The Return of Story Objects

The Return of Story Objects

All photos by Abbie Mellé

There’s a quiet shift happening in design right now, and it has nothing to do with color palettes or finishes.

It’s about meaning.

For years, spaces have leaned into cohesion. Matching tones, controlled materials, a kind of visual discipline that reads well on camera but often falls flat in real life. Now, there’s a noticeable move in the opposite direction. Not toward chaos, but toward objects that carry weight. Pieces that don’t just fit a space, but interrupt it in the right way.

Call them story objects.

In this space, it’s the oversized copper wall piece that changes everything. It’s not subtle. It’s not trying to blend in. It’s singular, a little unexpected, and rooted in something older than the room itself. It doesn’t match the wallpaper or echo the cabinetry. It stands apart, and that’s exactly why it works.

That’s the shift.

Design is moving away from rooms that feel fully resolved and toward spaces that feel collected over time. The goal is no longer perfection. It’s tension. A push and pull between refined and raw, polished and worn, expected and slightly off.

And it’s not about filling a room with antiques or rare finds. One piece is enough.

One object that feels like it has a past.
One piece that doesn’t immediately explain itself.
One element that makes the room feel less predictable.

Because when everything matches, nothing stands out.

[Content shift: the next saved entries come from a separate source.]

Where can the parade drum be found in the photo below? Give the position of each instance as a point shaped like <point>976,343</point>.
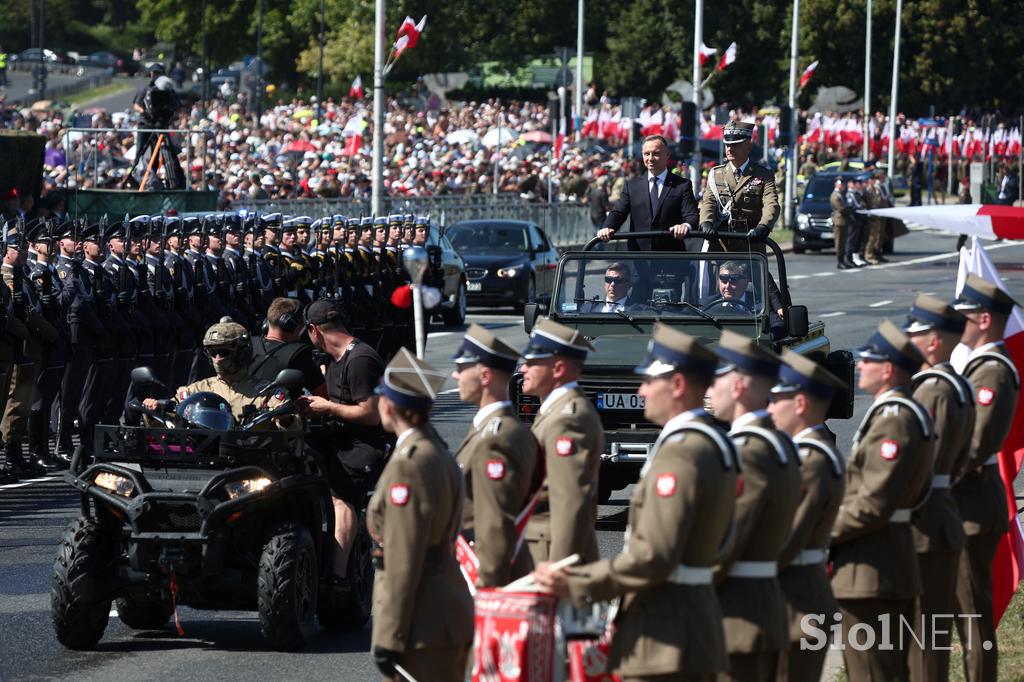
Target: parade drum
<point>514,638</point>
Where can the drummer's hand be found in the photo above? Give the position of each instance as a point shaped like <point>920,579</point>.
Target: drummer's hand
<point>550,581</point>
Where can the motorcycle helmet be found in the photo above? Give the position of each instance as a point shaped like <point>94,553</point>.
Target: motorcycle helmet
<point>206,411</point>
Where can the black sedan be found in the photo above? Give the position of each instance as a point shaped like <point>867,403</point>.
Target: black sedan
<point>508,262</point>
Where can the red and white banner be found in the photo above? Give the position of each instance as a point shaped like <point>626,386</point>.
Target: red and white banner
<point>728,57</point>
<point>984,220</point>
<point>1009,561</point>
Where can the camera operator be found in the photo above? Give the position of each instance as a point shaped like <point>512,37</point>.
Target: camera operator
<point>285,347</point>
<point>157,103</point>
<point>355,451</point>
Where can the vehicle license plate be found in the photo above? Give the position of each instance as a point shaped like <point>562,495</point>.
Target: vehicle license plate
<point>620,401</point>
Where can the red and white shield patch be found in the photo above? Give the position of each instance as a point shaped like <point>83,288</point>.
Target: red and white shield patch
<point>399,495</point>
<point>666,485</point>
<point>496,469</point>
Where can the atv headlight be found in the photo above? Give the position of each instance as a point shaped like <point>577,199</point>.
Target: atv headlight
<point>115,483</point>
<point>237,488</point>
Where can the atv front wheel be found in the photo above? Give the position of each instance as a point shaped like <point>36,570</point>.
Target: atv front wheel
<point>140,614</point>
<point>79,610</point>
<point>287,587</point>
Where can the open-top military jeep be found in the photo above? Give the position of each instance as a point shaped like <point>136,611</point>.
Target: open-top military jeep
<point>700,293</point>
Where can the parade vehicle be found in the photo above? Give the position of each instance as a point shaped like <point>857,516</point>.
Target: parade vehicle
<point>699,293</point>
<point>203,512</point>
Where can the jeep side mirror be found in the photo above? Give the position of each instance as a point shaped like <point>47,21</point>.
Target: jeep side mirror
<point>796,321</point>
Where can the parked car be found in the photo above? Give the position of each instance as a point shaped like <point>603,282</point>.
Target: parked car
<point>508,262</point>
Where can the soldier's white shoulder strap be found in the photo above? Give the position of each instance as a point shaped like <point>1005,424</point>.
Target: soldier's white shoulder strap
<point>781,443</point>
<point>963,387</point>
<point>987,355</point>
<point>837,461</point>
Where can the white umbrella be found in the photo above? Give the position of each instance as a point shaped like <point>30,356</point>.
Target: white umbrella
<point>463,136</point>
<point>499,137</point>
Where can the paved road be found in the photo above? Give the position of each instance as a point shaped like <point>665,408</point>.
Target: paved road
<point>226,645</point>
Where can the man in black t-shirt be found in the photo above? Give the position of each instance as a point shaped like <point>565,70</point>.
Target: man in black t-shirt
<point>359,448</point>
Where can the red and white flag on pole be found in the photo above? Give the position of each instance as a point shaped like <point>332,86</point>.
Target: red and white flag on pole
<point>728,57</point>
<point>409,35</point>
<point>356,88</point>
<point>1009,561</point>
<point>805,78</point>
<point>707,53</point>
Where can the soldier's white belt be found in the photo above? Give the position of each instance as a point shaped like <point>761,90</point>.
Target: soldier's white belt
<point>684,574</point>
<point>900,516</point>
<point>809,557</point>
<point>754,569</point>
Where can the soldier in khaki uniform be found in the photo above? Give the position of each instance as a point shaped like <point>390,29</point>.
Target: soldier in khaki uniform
<point>875,566</point>
<point>938,530</point>
<point>423,612</point>
<point>499,459</point>
<point>29,357</point>
<point>799,405</point>
<point>571,439</point>
<point>741,189</point>
<point>979,492</point>
<point>753,603</point>
<point>669,626</point>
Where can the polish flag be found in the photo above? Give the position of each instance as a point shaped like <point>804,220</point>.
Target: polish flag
<point>409,35</point>
<point>1009,561</point>
<point>355,90</point>
<point>706,53</point>
<point>805,78</point>
<point>728,57</point>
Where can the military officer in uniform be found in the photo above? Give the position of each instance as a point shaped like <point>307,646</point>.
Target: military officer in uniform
<point>571,438</point>
<point>752,599</point>
<point>669,626</point>
<point>499,459</point>
<point>423,612</point>
<point>799,405</point>
<point>938,530</point>
<point>979,492</point>
<point>875,566</point>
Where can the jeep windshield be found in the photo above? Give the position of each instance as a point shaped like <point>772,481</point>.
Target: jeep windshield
<point>624,286</point>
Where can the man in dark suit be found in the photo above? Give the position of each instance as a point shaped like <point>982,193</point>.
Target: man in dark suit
<point>658,201</point>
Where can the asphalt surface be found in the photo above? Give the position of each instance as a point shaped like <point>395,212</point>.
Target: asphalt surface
<point>227,645</point>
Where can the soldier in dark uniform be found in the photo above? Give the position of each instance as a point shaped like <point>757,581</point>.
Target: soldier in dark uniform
<point>499,459</point>
<point>875,565</point>
<point>47,283</point>
<point>799,405</point>
<point>979,491</point>
<point>753,603</point>
<point>30,355</point>
<point>935,328</point>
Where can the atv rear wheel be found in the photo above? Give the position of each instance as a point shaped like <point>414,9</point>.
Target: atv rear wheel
<point>79,610</point>
<point>140,614</point>
<point>287,587</point>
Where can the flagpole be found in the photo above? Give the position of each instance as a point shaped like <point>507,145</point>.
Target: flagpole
<point>378,167</point>
<point>867,82</point>
<point>895,92</point>
<point>579,93</point>
<point>697,85</point>
<point>791,164</point>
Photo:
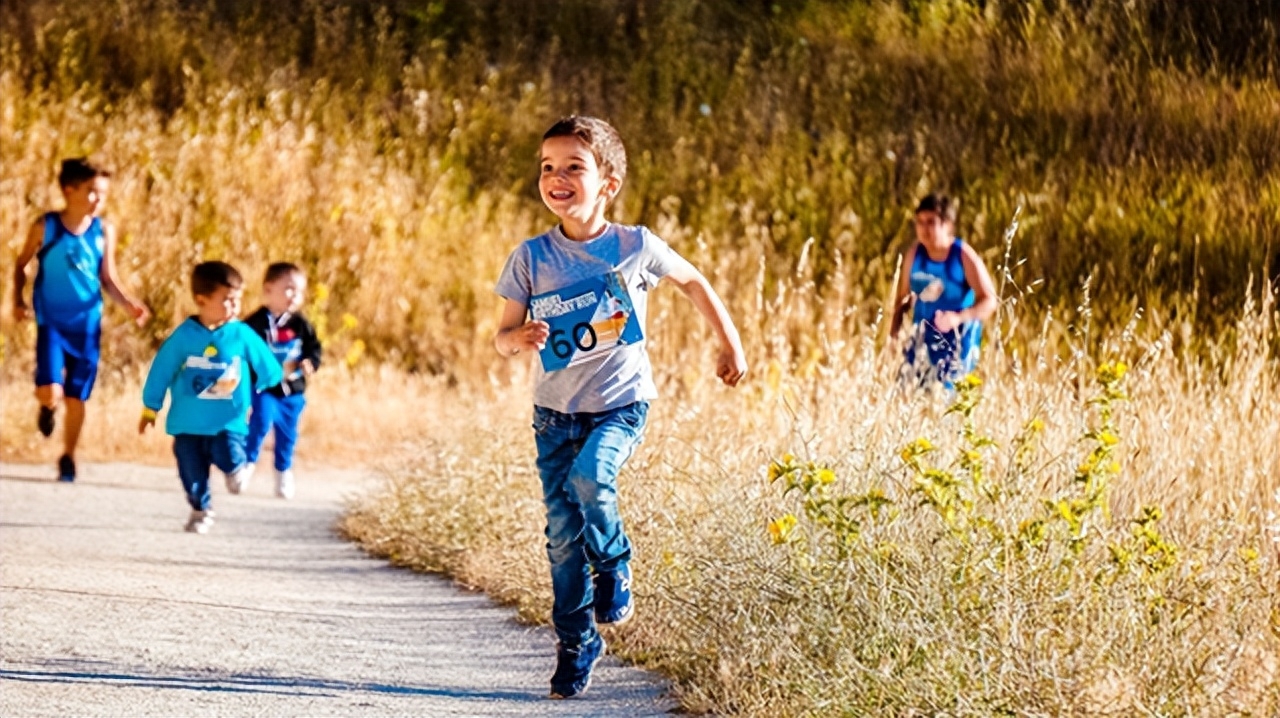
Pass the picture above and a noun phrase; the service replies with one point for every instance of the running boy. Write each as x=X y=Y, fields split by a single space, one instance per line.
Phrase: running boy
x=205 y=366
x=76 y=251
x=947 y=288
x=593 y=390
x=295 y=343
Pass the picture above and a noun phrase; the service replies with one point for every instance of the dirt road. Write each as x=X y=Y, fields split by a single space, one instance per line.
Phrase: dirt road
x=110 y=609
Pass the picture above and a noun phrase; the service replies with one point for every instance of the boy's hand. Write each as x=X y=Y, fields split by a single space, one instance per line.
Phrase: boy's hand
x=530 y=335
x=149 y=419
x=731 y=365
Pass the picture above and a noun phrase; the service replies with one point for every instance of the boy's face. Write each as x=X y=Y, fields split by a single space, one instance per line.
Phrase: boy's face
x=932 y=229
x=570 y=181
x=87 y=197
x=286 y=293
x=219 y=307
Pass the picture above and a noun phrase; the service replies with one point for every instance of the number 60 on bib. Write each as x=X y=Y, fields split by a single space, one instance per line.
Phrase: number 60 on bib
x=588 y=320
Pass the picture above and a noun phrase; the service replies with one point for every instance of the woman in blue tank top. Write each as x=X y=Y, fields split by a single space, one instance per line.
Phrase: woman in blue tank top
x=949 y=291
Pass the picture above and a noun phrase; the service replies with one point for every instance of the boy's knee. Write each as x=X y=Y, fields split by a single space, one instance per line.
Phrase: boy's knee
x=592 y=492
x=562 y=549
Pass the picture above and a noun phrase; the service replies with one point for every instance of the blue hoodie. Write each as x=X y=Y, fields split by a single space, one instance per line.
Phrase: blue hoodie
x=206 y=373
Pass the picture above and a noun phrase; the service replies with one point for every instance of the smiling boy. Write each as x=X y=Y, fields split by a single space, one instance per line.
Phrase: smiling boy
x=593 y=387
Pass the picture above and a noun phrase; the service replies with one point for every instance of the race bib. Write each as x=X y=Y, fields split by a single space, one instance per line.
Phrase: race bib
x=589 y=320
x=213 y=379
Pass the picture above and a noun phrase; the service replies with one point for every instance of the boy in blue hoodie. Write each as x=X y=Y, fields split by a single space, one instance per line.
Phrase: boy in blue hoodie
x=205 y=366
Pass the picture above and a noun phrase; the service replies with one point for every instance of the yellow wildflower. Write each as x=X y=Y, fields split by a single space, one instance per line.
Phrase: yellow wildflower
x=781 y=527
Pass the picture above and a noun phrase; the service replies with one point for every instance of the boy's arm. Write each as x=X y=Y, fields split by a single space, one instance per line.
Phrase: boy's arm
x=266 y=369
x=160 y=376
x=112 y=283
x=311 y=347
x=731 y=362
x=901 y=293
x=984 y=300
x=515 y=334
x=35 y=238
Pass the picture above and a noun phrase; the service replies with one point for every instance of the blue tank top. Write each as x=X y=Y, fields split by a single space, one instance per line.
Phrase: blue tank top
x=941 y=286
x=68 y=289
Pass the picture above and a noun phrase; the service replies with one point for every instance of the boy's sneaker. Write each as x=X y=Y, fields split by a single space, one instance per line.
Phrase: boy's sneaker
x=613 y=603
x=238 y=480
x=574 y=667
x=65 y=469
x=200 y=521
x=45 y=421
x=284 y=484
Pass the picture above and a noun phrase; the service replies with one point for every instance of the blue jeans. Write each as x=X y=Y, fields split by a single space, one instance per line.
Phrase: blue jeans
x=196 y=452
x=280 y=414
x=579 y=458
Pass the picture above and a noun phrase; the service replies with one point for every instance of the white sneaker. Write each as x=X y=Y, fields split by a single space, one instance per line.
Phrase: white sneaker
x=238 y=480
x=200 y=521
x=284 y=484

What’s interesting is that these pieces don’t need to be traditionally “beautiful.” In fact, the most compelling ones usually aren’t. They might be oversized, slightly awkward, or too specific to ever feel trend-driven. That’s the point. They create a moment. They ask a question.

Why is that there?
Where did it come from?
What was it used for?

And suddenly, the room has a layer you can’t replicate with styling alone.

This is where design is getting more interesting. It’s less about achieving a look and more about building a narrative. Spaces that feel personal without being overly curated. Thoughtful without feeling staged.

If you’re trying to bring this into your own home, the approach is simple but requires restraint.

Don’t add more. Add differently.

Look for one piece that feels slightly out of place in the best way. Something functional turned decorative. Something old in a new setting. Something with scale, or weight, or history.

Then let it stand on its own.

Because the future of design isn’t about having everything figured out.

It’s about leaving just enough unresolved to make a space feel alive.